The basic logic of review code for HTML scripting attacks is as follows :
Identify all places content is returned to the Web browser or where a client application writes data to the file system (for script injection in local files).
Check whether the output could include attacker-supplied data.
If attacker-supplied data is returned, verify that it is properly validated and/or encoded before being returned.
It is usually recommended for most security issues that you start where attacker-supplied data enters the application and follow it all the way through. As you can see, the preceding approach is the reverse of that. Although to make a comprehensive security pass we still recommend using the approach of starting at the point where attacker data enters the application, but because HTML scripting attacks are a problem related to output, starting with the output and working backward is both effective and efficient.

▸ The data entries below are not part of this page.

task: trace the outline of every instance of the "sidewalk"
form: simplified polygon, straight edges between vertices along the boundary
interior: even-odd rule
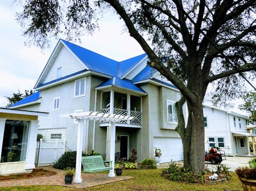
[[[38,168],[43,168],[51,171],[57,172],[56,175],[50,176],[42,176],[31,177],[27,179],[14,179],[13,180],[1,181],[0,187],[9,187],[14,186],[29,186],[35,185],[59,185],[63,186],[73,187],[77,188],[85,188],[102,184],[109,184],[119,181],[133,179],[130,176],[115,176],[108,177],[107,173],[82,173],[82,182],[71,184],[65,184],[64,171],[56,169],[52,167],[40,167]]]

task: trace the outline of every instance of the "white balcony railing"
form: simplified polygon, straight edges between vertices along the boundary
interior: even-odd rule
[[[109,113],[109,108],[104,108],[101,109],[101,113]],[[129,111],[122,109],[114,108],[114,114],[121,114],[122,116],[130,116],[134,117],[133,120],[130,121],[130,124],[133,125],[142,125],[142,113],[137,112],[135,111],[130,111],[130,114],[129,114]],[[127,124],[127,120],[119,121],[121,123]]]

To accomplish the first step in the code review, you must understand which functions are used to return data to the Web browser or file system. The following table shows common functions for returning data to the Web browser.
Language | Function |
---|---|
ASP | Response.Write Response.BinaryWrite <%=strVariable%> |
PHP | echo print printf <?=$variable?> |
Now that you have identified all of the code that returns data to the browser or the file system, you must determine whether it includes attacker-supplied data. There is no HTML scripting threat if the output cannot contain attacker-supplied data. Common ways to obtain data from an attacker include HTTP form variables and data from the database (where an attacker s data might have been previously stored). The functions shown in the following table are commonly used to read attacker-supplied input.
Language | Function |
---|---|
ASP | Form("variable") Request.Form("variable") Request.QueryString("variable") Request.ServerVariables("QUERY_STRING") recordSet("columnName") |
PHP | $_GET['variable'] $_POST['variable'] $_REQUEST['variable'] $HTTP_POST_VARS['variable'] Server("QUERY_STRING"); msql_query mysql_query sybase_query |
Once you have identified places where data can be specified by an attacker and returned to the victim (HTML returned from the server or local files for client applications), you must verify that the code validates and/or encodes the data to avoid allowing script to run. Sometimes this is straightforward, but not always. It really depends on the application. The following is a simple example of an XSS bug present in an ASP page and the equivalent code in PHP.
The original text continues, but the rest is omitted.